Your real tax rate: 40%
By Scott Burns
Income taxes, sales taxes, property taxes, Social Security and Medicare taxes, 'sin' taxes and the rest add up to a virtual flat tax nationwide.
We have a national flat tax, albeit one with bumps and potholes.
The fact that the political parties won't acknowledge this is one reason they are doing a disservice to the voting public.
Instead, both parties have a vested interest in the theatrical possibilities created by the idea of graduated tax rates. Notice that I said "the idea of" graduated tax rates. That should not be confused with reality.
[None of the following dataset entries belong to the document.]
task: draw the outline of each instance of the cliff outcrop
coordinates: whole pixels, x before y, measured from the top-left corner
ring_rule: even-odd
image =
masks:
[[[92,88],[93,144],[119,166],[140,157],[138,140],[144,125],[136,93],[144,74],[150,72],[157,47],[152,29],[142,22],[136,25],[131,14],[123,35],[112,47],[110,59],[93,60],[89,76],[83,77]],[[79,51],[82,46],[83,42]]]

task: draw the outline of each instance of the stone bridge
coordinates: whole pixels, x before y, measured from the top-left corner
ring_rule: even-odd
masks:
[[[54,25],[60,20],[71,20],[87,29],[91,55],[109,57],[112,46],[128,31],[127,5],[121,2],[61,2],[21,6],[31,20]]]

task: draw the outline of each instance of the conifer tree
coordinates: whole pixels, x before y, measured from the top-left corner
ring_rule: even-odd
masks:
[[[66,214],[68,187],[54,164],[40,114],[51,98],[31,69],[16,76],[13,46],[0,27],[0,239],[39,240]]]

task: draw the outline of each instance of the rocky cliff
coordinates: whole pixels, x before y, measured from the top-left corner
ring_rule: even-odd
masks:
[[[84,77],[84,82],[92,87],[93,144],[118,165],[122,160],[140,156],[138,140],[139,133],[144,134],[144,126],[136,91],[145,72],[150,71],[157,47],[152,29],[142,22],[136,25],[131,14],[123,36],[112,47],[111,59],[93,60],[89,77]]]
Democrats argue that taxes on the rich should be raised because others need the money. This wins votes from the legions of voters who aren't rich.
Republicans argue, with great piety, that high taxes crush incentives and should be reduced, and that only then will the American way see a new dawn.
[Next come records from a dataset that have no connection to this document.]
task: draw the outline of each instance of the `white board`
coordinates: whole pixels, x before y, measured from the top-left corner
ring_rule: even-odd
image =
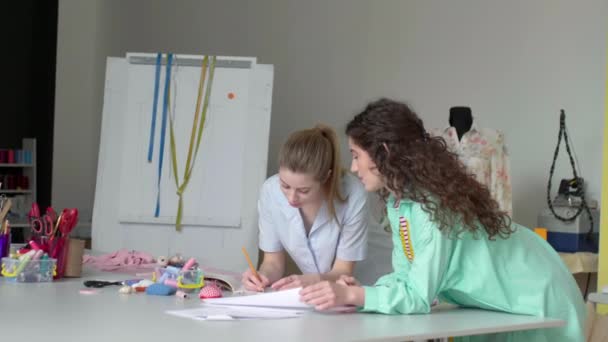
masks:
[[[154,143],[150,144],[153,118],[155,69],[154,64],[130,62],[133,57],[154,57],[153,54],[128,54],[127,106],[124,112],[124,149],[120,181],[120,219],[132,223],[171,224],[176,220],[178,196],[171,164],[170,125],[165,119],[164,149],[160,151],[163,122],[163,93],[165,66],[159,73]],[[176,55],[171,68],[170,105],[167,116],[173,118],[176,143],[178,180],[183,182],[187,152],[190,144],[194,112],[197,102],[199,66],[183,66],[180,60],[202,60],[202,56]],[[218,63],[226,59],[219,58]],[[248,68],[215,68],[212,91],[207,109],[200,149],[188,186],[183,194],[183,218],[186,225],[238,227],[244,154],[244,122],[254,104],[250,101],[255,58],[238,58],[250,62]],[[209,81],[209,73],[207,74]],[[206,83],[206,86],[209,82]],[[206,87],[205,87],[206,88]],[[204,91],[203,91],[204,94]],[[199,112],[200,113],[200,112]],[[198,127],[196,127],[198,130]],[[148,161],[152,145],[153,158]],[[159,161],[163,153],[160,183]],[[157,198],[158,196],[158,198]],[[155,216],[159,204],[160,211]]]
[[[125,132],[129,129],[124,115],[128,103],[128,70],[129,63],[125,58],[108,58],[93,209],[93,249],[111,252],[127,248],[155,256],[181,253],[218,268],[246,269],[247,262],[241,254],[241,247],[257,250],[256,206],[268,162],[273,67],[255,64],[251,71],[250,82],[254,86],[249,88],[250,109],[242,122],[242,127],[246,128],[242,139],[244,151],[237,176],[241,179],[241,195],[230,197],[231,204],[238,203],[241,208],[240,213],[235,214],[240,216],[239,229],[206,223],[202,228],[185,225],[182,232],[175,231],[173,221],[166,224],[121,222],[123,201],[119,194]],[[216,69],[217,72],[219,70]],[[165,162],[168,163],[168,159]],[[218,183],[224,181],[217,180]],[[255,258],[255,254],[252,253],[252,257]]]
Politicians talk this way because they generally talk about only one tax: the federal income tax, which offers graduated rates from 10% to 35%.
Politicians rarely talk about what real people experience: the true maze of taxes and government benefits. If someone put them all together, we could see what our actual tax burden was. We could see who pays at the highest or lowest rates. Discussions of tax policy wouldn't be a waste of time.
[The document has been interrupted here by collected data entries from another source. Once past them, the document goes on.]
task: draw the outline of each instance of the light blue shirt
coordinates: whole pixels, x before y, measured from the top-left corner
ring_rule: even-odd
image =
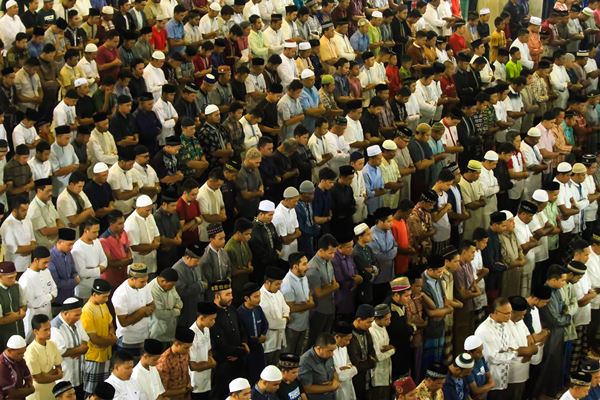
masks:
[[[183,24],[181,22],[175,21],[175,19],[171,19],[167,22],[167,38],[181,40],[184,36]],[[182,53],[185,49],[185,46],[173,46],[169,55],[173,55],[175,53]]]
[[[384,231],[377,226],[371,229],[373,240],[368,246],[373,250],[379,274],[373,280],[373,283],[386,283],[394,278],[394,258],[398,253],[398,245],[391,230]]]
[[[300,99],[292,99],[288,94],[285,94],[281,100],[279,100],[277,103],[277,123],[281,126],[281,134],[284,139],[294,137],[294,129],[300,124],[298,122],[288,125],[284,122],[303,113],[304,111],[302,104],[300,104]],[[304,121],[306,122],[306,120]]]
[[[354,50],[363,53],[369,50],[369,36],[366,34],[363,35],[357,30],[352,36],[350,36],[350,45]]]
[[[300,104],[302,105],[302,111],[306,111],[309,108],[319,107],[320,102],[319,91],[316,87],[307,88],[304,87],[302,89],[302,93],[300,93]],[[303,125],[309,132],[315,130],[315,117],[309,117],[308,115],[304,117]]]
[[[383,189],[383,175],[379,167],[373,167],[371,164],[365,165],[363,169],[363,177],[365,179],[365,188],[367,189],[367,211],[373,214],[375,210],[383,206],[383,196],[375,197],[376,189]]]

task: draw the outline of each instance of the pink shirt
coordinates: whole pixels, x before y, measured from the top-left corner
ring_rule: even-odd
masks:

Well, two researchers did it.
In a study for the National Bureau of Economic Research, Boston University economists Laurence J. Kotlikoff and David Rapson have found that our all-in marginal tax rate is 40%, give or take a bit. Yes, you read that right: 40%.
Most workers will pay about that much on each dollar of income when all taxes -- federal and state income taxes, sales taxes, taxes for benefit programs, etc. -- are considered.
As a consequence, a 30-year-old couple earning only $20,000 a year has a marginal tax rate of 42.5%, while a 45-year-old couple earning $500,000 pays at 43.2%. There are some exceptions: A 30-year-old couple earning $50,000 a year, for instance, pays 24.4%, and a 60-year-old couple making $150,000 a year faces a tax rate of 47.7%.
The average marginal tax rate on incomes between $20,000 and $500,000 is 40.3%, the median tax rate is 41.8%, and the standard deviation of all of those rates is 5.3 percentage points. Basically, most of us pay about 40%, plus or minus 5.3 percentage points.
That's not a big range, particularly when you notice that it covers an income rise of 2,500%.
So I have a modest proposal: Ask your senators or representative if they have a clue about this. If they don’t, regardless of party, they shouldn't be in office. Vote accordingly.